We ran down to the cellar and counted off fifteen minutes, then we crammed 'Skinny' Bettelheim into the dumbwaiter and reminded him what he was supposed to do. We reassured him that we would stay down there no matter what -- but both me and Ernie were ready to run at the first sign of trouble. We hauled 'Skinny' up to the fifth floor with no trouble, the rope was marked so you'd know exactly where the dumbwaiter was. Then I kept lookout at the entrance to the cellar and Ernie hung on to the rope. So it must have been Ernie .... certainly not me, that leaned on the button that rang the bell for the fifth floor kitchen.

A gale of distant feminine laughter filtered down the shaft and the rope went  slack. That could only mean 'Skinny' was no longer in the dumbwaiter -- and since he hadn't fallen down the dumbwaiter shaft where else could he be but in  Mrs. Irwin's apartment! It was a sure sign of trouble, so we cut and ran up out of the cellar and across the street to watch from a safe distance. Things certainly looked bad for 'Skinny' and we weren't sure if he'd be able to keep his mouth shut in the presence of eight ladies.
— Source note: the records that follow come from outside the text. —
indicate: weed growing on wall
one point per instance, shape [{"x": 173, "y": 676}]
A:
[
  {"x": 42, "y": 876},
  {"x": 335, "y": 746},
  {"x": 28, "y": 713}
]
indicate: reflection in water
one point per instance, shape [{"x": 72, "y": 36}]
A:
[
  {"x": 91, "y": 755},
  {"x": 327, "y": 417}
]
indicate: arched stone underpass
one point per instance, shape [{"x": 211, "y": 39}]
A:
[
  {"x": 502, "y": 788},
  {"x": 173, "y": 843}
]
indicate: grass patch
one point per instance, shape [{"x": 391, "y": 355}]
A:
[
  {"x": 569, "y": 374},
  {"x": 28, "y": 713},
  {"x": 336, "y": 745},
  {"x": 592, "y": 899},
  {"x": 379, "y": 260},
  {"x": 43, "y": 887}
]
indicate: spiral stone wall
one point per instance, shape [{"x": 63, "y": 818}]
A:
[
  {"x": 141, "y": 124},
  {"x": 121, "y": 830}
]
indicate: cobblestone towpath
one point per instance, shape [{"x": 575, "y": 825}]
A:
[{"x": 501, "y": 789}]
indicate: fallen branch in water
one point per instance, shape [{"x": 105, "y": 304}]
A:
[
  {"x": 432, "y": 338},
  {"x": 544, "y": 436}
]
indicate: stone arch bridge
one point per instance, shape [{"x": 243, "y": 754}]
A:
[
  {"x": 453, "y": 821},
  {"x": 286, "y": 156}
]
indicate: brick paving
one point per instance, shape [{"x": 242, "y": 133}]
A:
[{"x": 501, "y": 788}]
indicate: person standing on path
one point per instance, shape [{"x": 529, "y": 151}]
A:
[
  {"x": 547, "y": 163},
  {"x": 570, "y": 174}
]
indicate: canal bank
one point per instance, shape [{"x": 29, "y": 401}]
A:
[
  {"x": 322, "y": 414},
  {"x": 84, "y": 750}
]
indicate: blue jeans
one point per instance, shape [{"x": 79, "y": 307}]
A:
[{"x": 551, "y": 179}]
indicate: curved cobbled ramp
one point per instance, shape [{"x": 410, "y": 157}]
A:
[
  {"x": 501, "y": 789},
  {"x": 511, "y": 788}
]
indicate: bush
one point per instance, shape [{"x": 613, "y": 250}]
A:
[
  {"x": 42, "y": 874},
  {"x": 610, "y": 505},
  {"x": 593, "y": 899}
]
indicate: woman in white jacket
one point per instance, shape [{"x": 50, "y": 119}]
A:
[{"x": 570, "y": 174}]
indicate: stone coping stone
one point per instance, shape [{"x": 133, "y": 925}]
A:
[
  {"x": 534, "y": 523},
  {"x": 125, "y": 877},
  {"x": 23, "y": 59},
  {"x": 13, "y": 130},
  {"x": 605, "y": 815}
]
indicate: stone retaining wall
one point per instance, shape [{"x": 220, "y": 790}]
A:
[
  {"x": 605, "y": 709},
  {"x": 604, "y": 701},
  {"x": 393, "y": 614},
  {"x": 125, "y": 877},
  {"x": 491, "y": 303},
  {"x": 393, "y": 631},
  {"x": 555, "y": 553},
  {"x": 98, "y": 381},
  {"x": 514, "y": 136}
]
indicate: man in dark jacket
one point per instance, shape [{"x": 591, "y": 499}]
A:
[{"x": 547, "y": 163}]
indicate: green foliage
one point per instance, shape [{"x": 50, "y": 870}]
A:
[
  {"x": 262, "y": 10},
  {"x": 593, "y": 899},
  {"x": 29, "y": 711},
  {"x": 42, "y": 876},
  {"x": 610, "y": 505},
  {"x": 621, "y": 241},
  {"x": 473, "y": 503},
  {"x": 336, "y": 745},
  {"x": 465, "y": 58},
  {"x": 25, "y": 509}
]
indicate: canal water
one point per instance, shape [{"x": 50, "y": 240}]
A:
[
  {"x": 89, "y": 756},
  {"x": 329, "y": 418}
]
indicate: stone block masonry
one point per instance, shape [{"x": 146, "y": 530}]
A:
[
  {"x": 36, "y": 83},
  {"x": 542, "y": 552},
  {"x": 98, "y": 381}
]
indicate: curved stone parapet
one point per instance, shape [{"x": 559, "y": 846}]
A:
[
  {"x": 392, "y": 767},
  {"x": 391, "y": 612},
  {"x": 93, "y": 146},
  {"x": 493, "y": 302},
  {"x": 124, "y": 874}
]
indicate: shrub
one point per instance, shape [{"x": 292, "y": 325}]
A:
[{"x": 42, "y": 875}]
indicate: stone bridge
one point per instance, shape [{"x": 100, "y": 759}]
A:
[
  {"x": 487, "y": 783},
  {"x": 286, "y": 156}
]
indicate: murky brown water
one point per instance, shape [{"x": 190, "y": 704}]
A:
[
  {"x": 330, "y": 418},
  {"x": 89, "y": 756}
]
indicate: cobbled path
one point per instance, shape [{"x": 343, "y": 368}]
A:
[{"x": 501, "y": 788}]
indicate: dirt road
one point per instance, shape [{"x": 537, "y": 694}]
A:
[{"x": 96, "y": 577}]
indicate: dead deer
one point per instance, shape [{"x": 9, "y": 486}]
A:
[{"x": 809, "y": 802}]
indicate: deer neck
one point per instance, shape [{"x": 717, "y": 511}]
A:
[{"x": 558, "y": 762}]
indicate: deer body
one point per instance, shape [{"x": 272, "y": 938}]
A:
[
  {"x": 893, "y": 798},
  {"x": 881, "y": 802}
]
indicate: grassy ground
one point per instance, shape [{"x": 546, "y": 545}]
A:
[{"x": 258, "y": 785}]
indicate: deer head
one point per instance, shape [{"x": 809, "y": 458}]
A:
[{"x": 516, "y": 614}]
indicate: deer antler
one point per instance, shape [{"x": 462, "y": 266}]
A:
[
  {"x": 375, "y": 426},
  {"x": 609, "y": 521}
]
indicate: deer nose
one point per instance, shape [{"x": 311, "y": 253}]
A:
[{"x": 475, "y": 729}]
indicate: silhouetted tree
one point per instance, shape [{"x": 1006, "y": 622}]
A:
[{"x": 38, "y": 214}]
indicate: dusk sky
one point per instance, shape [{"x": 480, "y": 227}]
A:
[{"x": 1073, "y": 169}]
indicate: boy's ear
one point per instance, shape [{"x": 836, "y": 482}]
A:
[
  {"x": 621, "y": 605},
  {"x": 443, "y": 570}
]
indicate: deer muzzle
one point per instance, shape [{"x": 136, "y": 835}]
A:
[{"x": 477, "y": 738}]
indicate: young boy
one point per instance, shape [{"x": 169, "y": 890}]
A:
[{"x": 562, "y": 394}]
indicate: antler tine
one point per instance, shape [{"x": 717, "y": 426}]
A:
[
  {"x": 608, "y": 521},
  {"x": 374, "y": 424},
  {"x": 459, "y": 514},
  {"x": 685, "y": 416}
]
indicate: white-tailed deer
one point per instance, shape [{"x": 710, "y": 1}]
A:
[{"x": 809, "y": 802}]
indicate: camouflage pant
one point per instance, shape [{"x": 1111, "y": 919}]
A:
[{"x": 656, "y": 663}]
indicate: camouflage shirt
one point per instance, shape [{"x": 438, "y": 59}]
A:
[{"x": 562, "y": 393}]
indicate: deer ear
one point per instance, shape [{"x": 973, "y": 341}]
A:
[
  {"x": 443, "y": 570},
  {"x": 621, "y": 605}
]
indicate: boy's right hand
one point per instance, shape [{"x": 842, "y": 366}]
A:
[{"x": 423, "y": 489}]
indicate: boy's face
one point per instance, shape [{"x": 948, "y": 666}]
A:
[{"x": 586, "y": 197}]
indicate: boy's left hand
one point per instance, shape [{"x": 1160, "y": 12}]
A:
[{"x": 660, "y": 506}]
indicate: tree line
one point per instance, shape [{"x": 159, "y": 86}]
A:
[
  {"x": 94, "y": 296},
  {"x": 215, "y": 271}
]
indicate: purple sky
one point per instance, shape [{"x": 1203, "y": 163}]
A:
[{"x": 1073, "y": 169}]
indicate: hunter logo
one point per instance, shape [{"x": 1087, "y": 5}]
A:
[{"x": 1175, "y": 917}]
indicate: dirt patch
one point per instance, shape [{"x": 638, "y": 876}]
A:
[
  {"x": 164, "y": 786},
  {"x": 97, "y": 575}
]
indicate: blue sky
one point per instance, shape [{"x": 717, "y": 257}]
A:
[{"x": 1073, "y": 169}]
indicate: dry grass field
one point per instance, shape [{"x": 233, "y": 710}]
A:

Then Ernie had another thought -- "Suppose they make 'Skinny' orgy with them? -- Jeez, I don't think he can take it." We felt even worse than we did the day we poured molasses in Pastor Tremayne's gas tank.

We sat on the curb across the street for the better part of an hour wondering if we'd ever see 'Skinny' alive again. Then the ladies began to file out two by two, a little giddy from the wine. They had 'Skinny' with them and he seemed none the worse for it when they reached the street, in fact he looked as though he had a good time. They said goodbye -- two of them even kissed him. One of the ladies pointed across the street at us and asked 'Skinny' .... "Are those the two ruffians, Elgin?" To our everlasting gratitude 'Skinny' said, "No ma'am .... they were much bigger, big enough to hoist me up in the dumbwaiter." It wasn't camaraderie or esprit de corps on his part for protecting us -- he knew what would happen to him if he put the finger on us. It's the same code of silence that keeps the Mafia going.

After much coaxing, and even a free soda down at Margolis' candy store, 'Skinny' told us the story.

As he squatted by the dumbwaiter door he could hear laughing and the clinking of glasses inside -- he heard someone say "Three hearts, that's nine tricks, right?" Someone else said they would double that and 'Skinny' was sure he was  just in time for the orgy. At that moment the elevator bell in the kitchen rang! He was paralyzed with fear .... trapped in the little cubicle .... he was helpless!

Mrs. Irwin opened the dumbwaiter door and threw her garbage (which consisted mainly of wine bottles) in his lap .... she screamed when she saw 'Skinny' crouched in the corner.

"My God -- there's a kid in the dumbwaiter! .... what are you doing in there? Girls, come here .... help me! There's a kid in the dumbwaiter!"

They grabbed him just about the time Ernie let go of the rope, and dragged him into the kitchen. 'Skinny
,' in tears, made up the story about two brutes who  chased him into the cellar and crammed him in the dumbwaiter. Mrs. Irwin was all for reporting it to the police, but wiser heads prevailed, and since the hour was growing late most of the ladies had to get home and make supper. They gave him a glass of milk and a piece of cake. Their afternoon of bridge was over. 'Skinny' promised Mrs. Irwin he would tell his father all about it and how kind the ladies had been to him. He didn't dare do either.

Our knowledge of the sins of the flesh went unfulfilled but our respect for 'Skinny' grew enormously. From that day on we always called him "Elgin" .... we thought it was the least we could do.